Savvy managers need to understand that instead of attempting to motivate high-tech employees, they should focus on creating an environment where workers can motivate themselves. Read how applying specific principles can help business executives establish an environment that will encourage high-technology employees to thrive.
An IT expert who'd worked on several high-profile space missions was invited to an annual dinner for sales reps. Those who had met their targets that year were seated at elegant tables, elbow to elbow with the company's top executives. Their gourmet meals were served on fine china. Each of their spouses received a lavish present, such as a fine piece of jewelry or a ticket for a cruise.
The salespeople who'd missed their targets were seated on the other side of the room, at picnic tables. Their dinners were served on paper plates. Their spouses gazed enviously across the room at the spouses of the more successful salespeople. One wife turned to her husband. "I don't want to see you home early," she said. "I don't want to see you on weekends. I want you out selling so we can go on that cruise!"
To the IT expert's surprise, the husband nodded. In fact, all the out-of-favor salespeople seemed eager to do better and sit with their more-successful colleagues the following year.
"If you tried that with technology people, they would all quit immediately!" says Stefano Stefan, PhD, assistant director of business, management, legal, and information technology programs, University of California, Irvine Extension, who heard about the dinner from one of the school's instructors.
For many high-tech employees, the ways of the business world, with its strict hierarchies, status rewards, and relentless focus on the bottom line, can seem alien and incomprehensible. Business executives who must interact with these "geeks" and oversee their work can find the relationship equally challenging. How can they get technology workers motivated about meeting their organization's strategic goals? How can they bridge the "geek gap"—the business/technology divide?

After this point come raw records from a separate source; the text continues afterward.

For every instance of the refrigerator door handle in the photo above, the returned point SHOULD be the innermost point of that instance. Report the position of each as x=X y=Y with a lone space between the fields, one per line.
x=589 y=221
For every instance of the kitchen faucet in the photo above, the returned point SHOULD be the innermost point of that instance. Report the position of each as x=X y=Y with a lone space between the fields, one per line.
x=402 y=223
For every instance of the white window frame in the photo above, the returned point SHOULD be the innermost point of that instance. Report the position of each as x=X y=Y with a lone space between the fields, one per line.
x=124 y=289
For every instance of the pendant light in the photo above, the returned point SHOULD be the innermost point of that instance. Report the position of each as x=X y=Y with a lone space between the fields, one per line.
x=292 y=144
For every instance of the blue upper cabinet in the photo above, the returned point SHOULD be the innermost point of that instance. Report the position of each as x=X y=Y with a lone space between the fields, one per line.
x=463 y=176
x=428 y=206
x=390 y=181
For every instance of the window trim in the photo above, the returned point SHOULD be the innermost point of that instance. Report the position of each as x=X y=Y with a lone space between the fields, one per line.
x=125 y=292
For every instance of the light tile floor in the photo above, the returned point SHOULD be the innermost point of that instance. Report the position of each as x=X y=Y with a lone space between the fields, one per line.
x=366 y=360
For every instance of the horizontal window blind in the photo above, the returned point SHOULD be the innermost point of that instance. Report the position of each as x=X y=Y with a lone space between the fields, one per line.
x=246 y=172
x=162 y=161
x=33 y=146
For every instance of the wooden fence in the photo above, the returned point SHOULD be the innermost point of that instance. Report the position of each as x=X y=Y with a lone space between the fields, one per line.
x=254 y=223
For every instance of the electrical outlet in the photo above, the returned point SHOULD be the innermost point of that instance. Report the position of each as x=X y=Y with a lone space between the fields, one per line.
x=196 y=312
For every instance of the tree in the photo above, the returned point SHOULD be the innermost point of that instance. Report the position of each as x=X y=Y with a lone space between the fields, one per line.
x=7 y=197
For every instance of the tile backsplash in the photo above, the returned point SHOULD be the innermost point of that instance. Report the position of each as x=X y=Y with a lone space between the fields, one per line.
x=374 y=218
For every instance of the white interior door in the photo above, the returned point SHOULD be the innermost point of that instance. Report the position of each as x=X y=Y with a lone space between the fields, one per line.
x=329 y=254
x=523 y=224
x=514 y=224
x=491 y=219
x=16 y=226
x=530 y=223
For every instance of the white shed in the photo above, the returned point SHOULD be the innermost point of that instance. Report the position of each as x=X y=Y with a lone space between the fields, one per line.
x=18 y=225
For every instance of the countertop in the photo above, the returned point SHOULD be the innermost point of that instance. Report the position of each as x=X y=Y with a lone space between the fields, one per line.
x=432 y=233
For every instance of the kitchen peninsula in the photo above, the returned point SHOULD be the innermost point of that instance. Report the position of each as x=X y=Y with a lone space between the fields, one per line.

Begin by recognizing that there are fundamental differences between those who work with technology and those who work in business. The consulting firm BlessingWhite, in partnership with Stanford University, conducted a three-year study to determine what makes tech employees love their jobs and how they may differ from nontech employees. First and foremost, they found, tech workers identify themselves by the technological work they do, not the organization they work for. That is, ask geeks what they do for work, and you're likelier to hear "I'm a database programmer" than "I work for General Motors."